Non ci sono ancora studi a lungo termine sulla questione se la riabilitazione in regime di ricovero abbia vantaggi significativi per quanto riguarda il miglioramento sostenibile e a lungo termine dei sintomi della fatica. In un recente studio di Kummer [7], è stato dimostrato che i pazienti con sintomi di affaticamento possono ridurre significativamente la fatica nel corso della riabilitazione ospedaliera precoce e possono già raggiungere valori alla pari con persone sane di confronto della stessa età dopo il completamento della riabilitazione. I risultati mostrano che c’è speranza che la fatica possa essere influenzata in una struttura di trattamento interdisciplinare precoce. La terapia sportiva, integrata in questa struttura, ha una parte significativa in questo senso. In seguito, la catena di trattamento deve entrare in vigore e continuare la sostenibilità dei successi ottenuti a livello fisico e psicologico. In questo caso, oltre al medico di famiglia, anche l’oncologo ha la responsabilità di fornire informazioni nella fase iniziale, quando inizia la terapia, e di prestare attenzione ai sintomi di affaticamento a lungo termine.

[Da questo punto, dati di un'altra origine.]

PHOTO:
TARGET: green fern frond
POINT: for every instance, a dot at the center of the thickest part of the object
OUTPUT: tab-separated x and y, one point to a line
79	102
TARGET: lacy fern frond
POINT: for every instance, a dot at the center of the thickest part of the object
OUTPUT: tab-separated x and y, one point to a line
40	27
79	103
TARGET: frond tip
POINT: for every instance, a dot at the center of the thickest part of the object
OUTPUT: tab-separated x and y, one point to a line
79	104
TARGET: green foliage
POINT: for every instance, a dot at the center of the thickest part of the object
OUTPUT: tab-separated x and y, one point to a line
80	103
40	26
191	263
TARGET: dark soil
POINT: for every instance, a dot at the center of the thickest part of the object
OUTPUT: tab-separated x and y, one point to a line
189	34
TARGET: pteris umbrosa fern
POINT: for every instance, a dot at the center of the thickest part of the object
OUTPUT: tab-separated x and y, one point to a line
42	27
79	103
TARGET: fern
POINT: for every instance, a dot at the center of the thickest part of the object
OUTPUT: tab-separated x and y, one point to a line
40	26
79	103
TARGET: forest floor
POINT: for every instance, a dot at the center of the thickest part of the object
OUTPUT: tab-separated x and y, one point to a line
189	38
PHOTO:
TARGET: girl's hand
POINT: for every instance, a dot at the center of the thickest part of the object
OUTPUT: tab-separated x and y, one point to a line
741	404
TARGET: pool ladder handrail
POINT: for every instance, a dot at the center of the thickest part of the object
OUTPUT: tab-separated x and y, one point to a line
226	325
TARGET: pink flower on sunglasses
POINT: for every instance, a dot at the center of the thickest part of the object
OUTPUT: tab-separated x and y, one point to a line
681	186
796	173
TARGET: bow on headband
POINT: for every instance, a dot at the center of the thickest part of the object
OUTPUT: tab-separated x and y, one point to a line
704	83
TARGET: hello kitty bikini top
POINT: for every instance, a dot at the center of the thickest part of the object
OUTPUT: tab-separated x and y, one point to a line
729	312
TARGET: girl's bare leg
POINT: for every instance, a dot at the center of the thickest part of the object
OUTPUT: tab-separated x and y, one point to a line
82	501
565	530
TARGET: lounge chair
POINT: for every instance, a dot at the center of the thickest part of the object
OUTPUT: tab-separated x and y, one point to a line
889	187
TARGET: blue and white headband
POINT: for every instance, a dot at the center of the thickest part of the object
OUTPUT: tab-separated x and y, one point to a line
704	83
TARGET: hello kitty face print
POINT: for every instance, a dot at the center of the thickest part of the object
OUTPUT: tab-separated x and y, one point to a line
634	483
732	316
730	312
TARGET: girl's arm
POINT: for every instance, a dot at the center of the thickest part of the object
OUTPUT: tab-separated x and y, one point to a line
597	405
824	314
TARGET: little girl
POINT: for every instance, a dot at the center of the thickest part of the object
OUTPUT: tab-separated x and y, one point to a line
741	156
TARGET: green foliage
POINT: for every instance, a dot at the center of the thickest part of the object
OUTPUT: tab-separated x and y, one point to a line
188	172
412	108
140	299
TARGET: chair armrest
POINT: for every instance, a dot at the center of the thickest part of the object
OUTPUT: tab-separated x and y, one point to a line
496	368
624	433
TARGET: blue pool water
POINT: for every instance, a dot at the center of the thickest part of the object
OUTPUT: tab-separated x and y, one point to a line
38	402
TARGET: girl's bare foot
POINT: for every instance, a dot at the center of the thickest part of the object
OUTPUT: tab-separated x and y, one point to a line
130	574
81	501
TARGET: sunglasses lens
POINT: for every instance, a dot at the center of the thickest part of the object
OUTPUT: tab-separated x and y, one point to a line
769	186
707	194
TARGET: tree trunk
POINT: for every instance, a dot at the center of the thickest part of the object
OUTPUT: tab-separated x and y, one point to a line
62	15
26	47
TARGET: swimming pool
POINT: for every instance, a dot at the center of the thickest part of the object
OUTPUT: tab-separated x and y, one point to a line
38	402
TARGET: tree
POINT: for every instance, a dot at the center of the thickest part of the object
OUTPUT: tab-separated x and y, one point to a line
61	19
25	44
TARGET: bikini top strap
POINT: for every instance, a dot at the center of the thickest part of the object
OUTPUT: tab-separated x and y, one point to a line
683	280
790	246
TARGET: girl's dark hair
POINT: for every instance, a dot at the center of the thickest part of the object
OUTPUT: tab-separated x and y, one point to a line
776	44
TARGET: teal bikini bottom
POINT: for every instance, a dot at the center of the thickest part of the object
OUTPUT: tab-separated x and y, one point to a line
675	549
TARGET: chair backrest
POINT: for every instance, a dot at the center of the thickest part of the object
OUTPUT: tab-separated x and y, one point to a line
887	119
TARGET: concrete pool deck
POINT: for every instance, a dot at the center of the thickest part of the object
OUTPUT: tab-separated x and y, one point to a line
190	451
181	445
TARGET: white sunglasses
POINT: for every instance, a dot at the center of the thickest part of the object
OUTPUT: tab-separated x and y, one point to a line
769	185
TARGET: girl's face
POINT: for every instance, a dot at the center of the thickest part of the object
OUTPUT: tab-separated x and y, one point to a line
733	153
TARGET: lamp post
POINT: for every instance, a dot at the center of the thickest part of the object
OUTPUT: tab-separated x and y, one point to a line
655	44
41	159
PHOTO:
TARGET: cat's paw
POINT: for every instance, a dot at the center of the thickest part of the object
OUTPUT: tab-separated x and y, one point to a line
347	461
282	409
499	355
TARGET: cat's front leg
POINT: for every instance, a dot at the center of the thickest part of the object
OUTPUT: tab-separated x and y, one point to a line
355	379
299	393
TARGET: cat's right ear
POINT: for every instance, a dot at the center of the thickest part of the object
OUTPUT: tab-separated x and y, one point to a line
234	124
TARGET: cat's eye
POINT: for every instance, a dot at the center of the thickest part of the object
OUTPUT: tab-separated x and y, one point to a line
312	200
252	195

Dopo il completamento della riabilitazione, il medico di famiglia ha anche un ruolo centrale nel coordinare ulteriori trattamenti di follow-up e cure ambulatoriali. L’unità specializzata “Esercizio fisico e sport nel cancro” e la Lega svizzera contro il cancro offrono informazioni complete e una rete di gruppi sportivi ambulatoriali sul cancro in costante crescita. Tuttavia, poiché non sono ancora in grado di soddisfare la domanda in tutti i cantoni, in molte regioni i pazienti oncologici dipendono dalla conoscenza e dal supporto del personale specialistico curante nella fase acuta e successivamente dal medico di base.
CONCLUSIONE PER LA PRATICA
- Educare e informare il paziente sulla stanchezza in modo precoce e completo.
- Osservare i sintomi della stanchezza legata al cancro sia durante che anni dopo il completamento del trattamento del tumore.
- Offrire opuscoli informativi (ad esempio, “Tutto intorno alla stanchezza”/”Attività fisica con il cancro”) della Lega contro il cancro.
- Conoscere le possibilità e i contenuti della riabilitazione oncologica ospedaliera [8] e sostenerla in caso di potenzialità riabilitative esistenti.
- Motivare il paziente a essere fisicamente attivo [9] e organizzare la partecipazione, ad esempio, a gruppi sportivi ambulatoriali sul cancro.
- Informazioni generali sulla terapia sportiva sono disponibili sul sito www.svgs.ch.
Silvio Catuogno
Letteratura:
- Stone P, et al.: Stanchezza correlata al cancro: inevitabile, non importante e non trattabile? Risultati di un sondaggio multicentrico sui pazienti. Ann Oncol 2000;11(8):971-974.
- Smets EM, et al: Il Multidimensional Fatigue-Inventory (MFI) qualità psicometriche di uno strumento per valutare la fatica. J Psychosom Res 1995;39(5):315-325.
- Wiskemann J, et al.: Potenziali meccanismi di azione dell’attività fisica sui sintomi della fatica nei pazienti oncologici. Documento n. 120, 42° Congresso tedesco dei medici dello sport a Francoforte sul Meno. Giornale tedesco di medicina dello sport 2011;62(7-8).
- McNeely ML, Courneya KS: Programmi di esercizio per la fatica legata al cancro: prove e linee guida cliniche. J Natl Compr Canc Netw 2010;8(8):945-953.
- Baumann FT, Bloch W: Interventi di esercizio fisico valutati durante e dopo la terapia tumorale – un’analisi di revisione. Giornale tedesco di medicina dello sport 2010;61(1):6-10.
- Dimeo C: Attività fisica e sport nelle malattie tumorali – muoversi al proprio ritmo. In Focus Oncologia 2010;5:60-66.
- Kummer F, et al.: Influenza dell’attività totale nella riabilitazione ospedaliera sulla fatica legata al cancro. Conferenza congressuale sucoreha.ch, Friburgo, novembre 2011.
- Eberhard S, Buser K: Riabilitazione nelle malattie oncologiche: Principi, possibilità, requisiti. Oncologia 2007;3:45-48.
- Kaeding T, Frimmel M: Interventi basati sull’attività fisica nei pazienti oncologici anziani: Incoraggiare una maggiore attività fisica. Pratica di famiglia 2011;10:48-49.